Шрифт:
Интервал:
Закладка:
— Заканчивай свое виски, — Андреа придерживала его стакан. — У тебя мысли разбегаются.
— Гип-гип ура. Вот это денек. Зеленая травка, желтая муть, когда целуешь, хватай за грудь. Вы тронуты, мистер Голд. Я вижу по тому, как вы покраснели.
— Я перевариваю ваши слова.
— До чего же вы умны, мне до вас как до луны. Бога ради, хватит этого с нас всех. Мои ниггеры покормят вас. Пусть Саймон выпорет их, если они не будут слушаться. — Коновер привел в действие свое кресло и без дальнейших церемоний, сделав полукруг, выкатился из комнаты.

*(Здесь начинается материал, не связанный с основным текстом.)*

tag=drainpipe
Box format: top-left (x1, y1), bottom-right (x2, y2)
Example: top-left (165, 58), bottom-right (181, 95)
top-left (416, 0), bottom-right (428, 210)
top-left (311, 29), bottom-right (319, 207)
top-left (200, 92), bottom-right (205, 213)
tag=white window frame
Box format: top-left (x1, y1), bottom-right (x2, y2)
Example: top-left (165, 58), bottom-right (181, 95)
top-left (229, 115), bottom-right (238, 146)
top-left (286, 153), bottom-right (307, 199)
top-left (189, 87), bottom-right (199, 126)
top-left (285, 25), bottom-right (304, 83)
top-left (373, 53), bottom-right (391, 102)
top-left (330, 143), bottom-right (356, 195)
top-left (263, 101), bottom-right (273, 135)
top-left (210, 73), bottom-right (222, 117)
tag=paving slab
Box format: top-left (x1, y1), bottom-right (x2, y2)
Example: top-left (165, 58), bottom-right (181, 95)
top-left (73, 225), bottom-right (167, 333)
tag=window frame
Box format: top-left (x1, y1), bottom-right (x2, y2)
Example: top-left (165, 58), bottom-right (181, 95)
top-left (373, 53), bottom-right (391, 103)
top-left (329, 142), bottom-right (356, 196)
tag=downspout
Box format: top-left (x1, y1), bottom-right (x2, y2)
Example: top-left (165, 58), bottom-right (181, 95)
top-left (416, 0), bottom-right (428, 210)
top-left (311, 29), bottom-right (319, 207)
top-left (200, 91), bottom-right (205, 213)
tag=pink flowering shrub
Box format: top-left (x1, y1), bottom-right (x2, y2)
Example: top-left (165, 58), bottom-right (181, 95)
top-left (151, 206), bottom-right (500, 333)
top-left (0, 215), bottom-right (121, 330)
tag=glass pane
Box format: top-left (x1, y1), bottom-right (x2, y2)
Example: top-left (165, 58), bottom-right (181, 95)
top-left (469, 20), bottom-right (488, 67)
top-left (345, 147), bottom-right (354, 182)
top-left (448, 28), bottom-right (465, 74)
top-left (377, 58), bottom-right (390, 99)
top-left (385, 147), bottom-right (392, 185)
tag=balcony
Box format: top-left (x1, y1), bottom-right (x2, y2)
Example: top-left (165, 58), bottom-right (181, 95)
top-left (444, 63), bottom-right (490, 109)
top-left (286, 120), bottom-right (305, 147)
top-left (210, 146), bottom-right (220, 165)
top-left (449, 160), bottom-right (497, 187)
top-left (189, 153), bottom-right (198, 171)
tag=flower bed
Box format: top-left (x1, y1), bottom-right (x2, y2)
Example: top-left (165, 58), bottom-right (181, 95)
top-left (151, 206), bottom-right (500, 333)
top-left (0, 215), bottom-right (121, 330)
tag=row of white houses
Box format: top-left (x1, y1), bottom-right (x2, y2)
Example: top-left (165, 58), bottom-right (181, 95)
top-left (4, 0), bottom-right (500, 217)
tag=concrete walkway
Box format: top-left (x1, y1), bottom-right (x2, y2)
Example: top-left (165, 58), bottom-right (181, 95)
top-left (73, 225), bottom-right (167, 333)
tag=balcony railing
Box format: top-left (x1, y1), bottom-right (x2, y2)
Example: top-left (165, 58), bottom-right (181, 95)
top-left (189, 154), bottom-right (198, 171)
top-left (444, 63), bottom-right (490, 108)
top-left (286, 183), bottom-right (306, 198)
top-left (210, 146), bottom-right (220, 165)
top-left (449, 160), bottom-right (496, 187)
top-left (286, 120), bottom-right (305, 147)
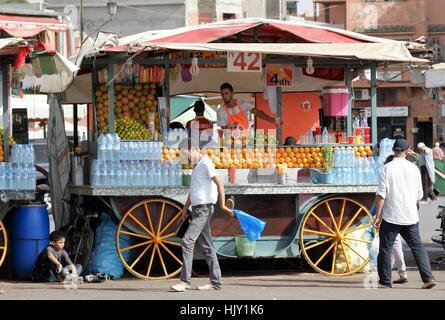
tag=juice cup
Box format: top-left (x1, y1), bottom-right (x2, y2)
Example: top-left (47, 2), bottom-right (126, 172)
top-left (363, 127), bottom-right (371, 136)
top-left (365, 134), bottom-right (371, 144)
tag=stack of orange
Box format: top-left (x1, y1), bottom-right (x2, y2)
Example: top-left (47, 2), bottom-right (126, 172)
top-left (162, 148), bottom-right (181, 161)
top-left (276, 147), bottom-right (323, 168)
top-left (354, 146), bottom-right (372, 158)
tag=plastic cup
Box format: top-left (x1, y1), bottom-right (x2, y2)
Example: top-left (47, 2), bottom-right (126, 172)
top-left (363, 127), bottom-right (371, 136)
top-left (365, 134), bottom-right (371, 144)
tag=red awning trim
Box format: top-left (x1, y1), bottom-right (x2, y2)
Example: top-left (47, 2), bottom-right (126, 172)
top-left (0, 15), bottom-right (67, 37)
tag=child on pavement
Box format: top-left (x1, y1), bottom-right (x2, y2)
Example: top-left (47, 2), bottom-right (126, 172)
top-left (32, 231), bottom-right (82, 282)
top-left (171, 139), bottom-right (234, 292)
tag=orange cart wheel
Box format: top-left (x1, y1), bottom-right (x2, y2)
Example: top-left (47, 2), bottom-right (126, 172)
top-left (0, 221), bottom-right (8, 266)
top-left (116, 198), bottom-right (182, 280)
top-left (300, 197), bottom-right (374, 276)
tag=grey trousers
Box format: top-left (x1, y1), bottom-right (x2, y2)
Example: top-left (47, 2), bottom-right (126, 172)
top-left (377, 220), bottom-right (433, 286)
top-left (180, 204), bottom-right (222, 288)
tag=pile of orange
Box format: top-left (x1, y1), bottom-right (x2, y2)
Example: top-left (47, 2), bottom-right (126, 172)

Голд и Андреа ели молча в огромной освещенной канделябрами столовой, по которой бесшумно сновали бесстрастные черные большеглазые слуги. Отдельные спальни, отведенные Голду и Андреа, находились на разных этажах в миле одна от другой, и Голд повел Андреа в свою. На косяке двери висела мезуза[97].
— Пожалуйста, не еби меня здесь, — умоляющим голосом сказала она.
Голд пришел в ярость.
— Если я еще хоть раз услышу от тебя это слово, — ответил он, — я, может быть, больше не буду тебя ебать нигде.
Это была его единственная победа за день. Спальня была большая, постель удобная. Его утешало лишь то, что худшее было уже позади. Утром дела могут пойти лучше.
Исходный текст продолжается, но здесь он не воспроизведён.